Eichenhofer, Philipp, Rechtsmissbrauch –
Wann das Recht als der Versuch des Menschen, Interessengegensätze zweier Seiten mit Hilfe des abwägenden Verstandes Dritter statt mit der Gewalt des Stärkeren zu entscheiden, geschaffen wurde, vermag auf Grund des Mangels von Quellen früher Zeiten niemand sicher zu sagen. Man wird aber angesichts der Natur des Menschen davon ausgehen können, dass mit der Entstehung des ersten Rechtssatzes auch bereits die allgemeine Gefahr seines Missbrauchs geschaffen war. Jedenfalls zeigt die Geschichte bis in die Gegenwart immer wieder Fälle möglicher Bejahung eines Missbrauchs eines Rechtes.

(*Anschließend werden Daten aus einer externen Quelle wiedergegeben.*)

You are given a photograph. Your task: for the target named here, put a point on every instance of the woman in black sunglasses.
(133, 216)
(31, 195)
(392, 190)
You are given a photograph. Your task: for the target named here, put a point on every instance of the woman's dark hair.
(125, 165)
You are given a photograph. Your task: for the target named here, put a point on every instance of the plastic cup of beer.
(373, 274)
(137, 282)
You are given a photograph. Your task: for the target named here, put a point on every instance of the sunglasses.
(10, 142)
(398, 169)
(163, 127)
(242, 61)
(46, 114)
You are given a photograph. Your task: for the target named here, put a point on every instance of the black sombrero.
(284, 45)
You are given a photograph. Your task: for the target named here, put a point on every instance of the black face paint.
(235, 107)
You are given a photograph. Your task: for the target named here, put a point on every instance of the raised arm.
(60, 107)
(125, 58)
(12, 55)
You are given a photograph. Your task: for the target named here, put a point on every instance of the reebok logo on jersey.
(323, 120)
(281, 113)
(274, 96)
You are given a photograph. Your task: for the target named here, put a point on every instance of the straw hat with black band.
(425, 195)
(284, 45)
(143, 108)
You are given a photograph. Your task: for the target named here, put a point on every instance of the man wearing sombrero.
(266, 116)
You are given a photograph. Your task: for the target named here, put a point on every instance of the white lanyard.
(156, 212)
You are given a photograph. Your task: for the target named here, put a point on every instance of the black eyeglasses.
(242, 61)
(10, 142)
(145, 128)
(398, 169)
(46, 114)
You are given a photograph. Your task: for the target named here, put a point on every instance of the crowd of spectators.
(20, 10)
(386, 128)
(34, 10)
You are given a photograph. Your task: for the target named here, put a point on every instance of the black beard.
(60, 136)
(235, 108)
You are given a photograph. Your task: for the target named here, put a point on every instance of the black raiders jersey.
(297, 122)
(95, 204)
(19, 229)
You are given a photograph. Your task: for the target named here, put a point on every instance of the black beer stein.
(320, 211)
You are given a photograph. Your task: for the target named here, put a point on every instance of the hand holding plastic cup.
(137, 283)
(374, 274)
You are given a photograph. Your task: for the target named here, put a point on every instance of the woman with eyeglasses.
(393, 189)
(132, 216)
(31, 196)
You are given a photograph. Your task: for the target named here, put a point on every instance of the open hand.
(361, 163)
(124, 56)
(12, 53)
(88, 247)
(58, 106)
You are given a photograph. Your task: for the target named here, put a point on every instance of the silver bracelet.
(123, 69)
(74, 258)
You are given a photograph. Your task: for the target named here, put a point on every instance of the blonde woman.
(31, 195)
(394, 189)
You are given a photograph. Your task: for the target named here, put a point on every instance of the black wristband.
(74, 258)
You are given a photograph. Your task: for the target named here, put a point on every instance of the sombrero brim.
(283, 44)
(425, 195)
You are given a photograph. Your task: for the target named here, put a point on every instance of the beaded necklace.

Mit dieser interessanten Problematik beschäftigt sich die von Reinhard Zimmermann betreute, in dem Oktober 2016 von der Bucerius Law School angenommene, an dem 7. Februar 2018 mündlich geprüfte Dissertation des in die Studienstiftung des deutschen Volkes aufgenommenen, an der Humboldt-Universität in Berlin und der Universität Paris I ausgebildeten, seine erste juristische Staatsprüfung vor dem Kammergericht Berlin ablegenden, den Magister Juris an der University of Oxford erwerbenden und die zweite juristische Staatsprüfung vor dem Oberlandesgericht Hamburg absolvierenden, zunächst als wissenschaftlicher Assistent an dem Max-Planck-Institut für ausländisches und internationales Privatrecht in Hamburg und zuletzt als wissenschaftlicher Referent bei DLA Piper tätigen Verfassers. Sie gliedert sich nach Vorwort, Inhaltsverzeichnis, Abkürzungsverzeichnis und kurzer Einleitung in drei Kapitel. Sie betreffen nacheinander die französische théorie de l’abus de droit, die deutsche Rechtsmissbrauchslehre sowie das abuse of rights und das englische Recht.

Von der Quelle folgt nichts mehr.